春になると、この家の道に面した桜木がいっせいに薄い桃色の花を咲かせるのでした。

桜木のわきは塀になっていて、塀の向こうはバス停。
そのバス停のベンチに腰掛けながらワイングラスを片手に、夜桜を楽しむのが、なんとはなしの楽しみになっておりました。
しかし、ワインを何杯かつぐうちに、パトカーが嫌みのように巡回するのです。

おそらく、桜木の主人が通報したものと考えられるのでありました。

得体の取れないヤツが酒を飲むのがけしからんのか、いやいや、そーではない。
自分の家の見事に咲き誇る桜の花を他人に鑑賞されることに、激しい憤りを覚えるのでございましょー。
私メだって、郷里の池に中国人に一歩でも踏み汚されることに、本気の殺意を、歯ぎしりするほどの嫌悪を感じるのでありますから。日本人の目的はお金だけでありますから、水際でお金を奪い、あとは東シナ海に捨てればイイのであります。
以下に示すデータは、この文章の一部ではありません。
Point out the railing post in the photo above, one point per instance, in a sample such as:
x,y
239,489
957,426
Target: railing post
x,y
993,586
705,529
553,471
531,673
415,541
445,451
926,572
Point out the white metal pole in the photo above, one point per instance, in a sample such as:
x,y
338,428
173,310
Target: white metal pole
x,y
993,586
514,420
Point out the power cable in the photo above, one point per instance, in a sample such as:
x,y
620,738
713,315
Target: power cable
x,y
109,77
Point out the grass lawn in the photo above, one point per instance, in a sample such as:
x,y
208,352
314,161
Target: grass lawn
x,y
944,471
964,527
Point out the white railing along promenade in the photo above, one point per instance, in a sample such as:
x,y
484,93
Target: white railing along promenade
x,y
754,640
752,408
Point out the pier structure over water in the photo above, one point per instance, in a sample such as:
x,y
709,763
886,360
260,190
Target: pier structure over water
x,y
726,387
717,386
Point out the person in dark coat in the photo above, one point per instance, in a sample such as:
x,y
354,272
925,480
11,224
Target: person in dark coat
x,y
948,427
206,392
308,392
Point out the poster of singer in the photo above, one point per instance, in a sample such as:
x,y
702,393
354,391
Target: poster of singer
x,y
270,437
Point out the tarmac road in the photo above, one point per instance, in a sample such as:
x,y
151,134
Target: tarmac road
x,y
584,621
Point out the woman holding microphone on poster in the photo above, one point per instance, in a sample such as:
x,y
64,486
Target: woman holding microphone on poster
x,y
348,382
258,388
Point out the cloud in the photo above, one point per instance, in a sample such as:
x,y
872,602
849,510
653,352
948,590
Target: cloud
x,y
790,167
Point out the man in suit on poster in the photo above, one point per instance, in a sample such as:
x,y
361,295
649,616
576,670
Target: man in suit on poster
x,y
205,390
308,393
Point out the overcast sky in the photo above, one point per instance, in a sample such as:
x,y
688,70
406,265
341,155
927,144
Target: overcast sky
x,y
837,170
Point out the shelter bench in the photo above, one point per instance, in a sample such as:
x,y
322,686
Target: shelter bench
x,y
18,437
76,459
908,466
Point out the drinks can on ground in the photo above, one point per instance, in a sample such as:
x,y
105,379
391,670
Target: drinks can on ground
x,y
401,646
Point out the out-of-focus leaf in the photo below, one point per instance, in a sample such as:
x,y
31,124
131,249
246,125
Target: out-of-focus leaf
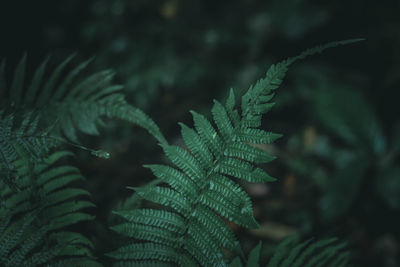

と、まぁ、つい興奮しましたが、おそらく、この家の主人が亡くなったのでしょーか。
桜木は無残に切られ、そして立て壊す旨のお知らせが貼られておりましたです。

1月9日と記されておりました。
本日でございます。
やがて作業員とか重機があつまり、この家は永劫に消え去るのです。

人気の絶えた家は、侘しく、思い出に蓋をした如しであります。

べつに桜が好きだというのではございませんが、今日は桜木に同情してみたくなっただけでございます。
ちらと、ワンルームマンションに住んでいたお女性が、記憶の底から気泡のように浮かんできました。
いえいえ、30年の昔のことでございますから、もう住んでいるかどーか。
いっしょにワインを傾けていたら、どういうことか桜の花びらがいちまいグラスに舞い落ちたのであります。

あのころ愛だと信じていたものが、ほんとうに愛だったか疑わしくなるのも年月のいたずらでしょうか。

すべては滅んでいくのでございます。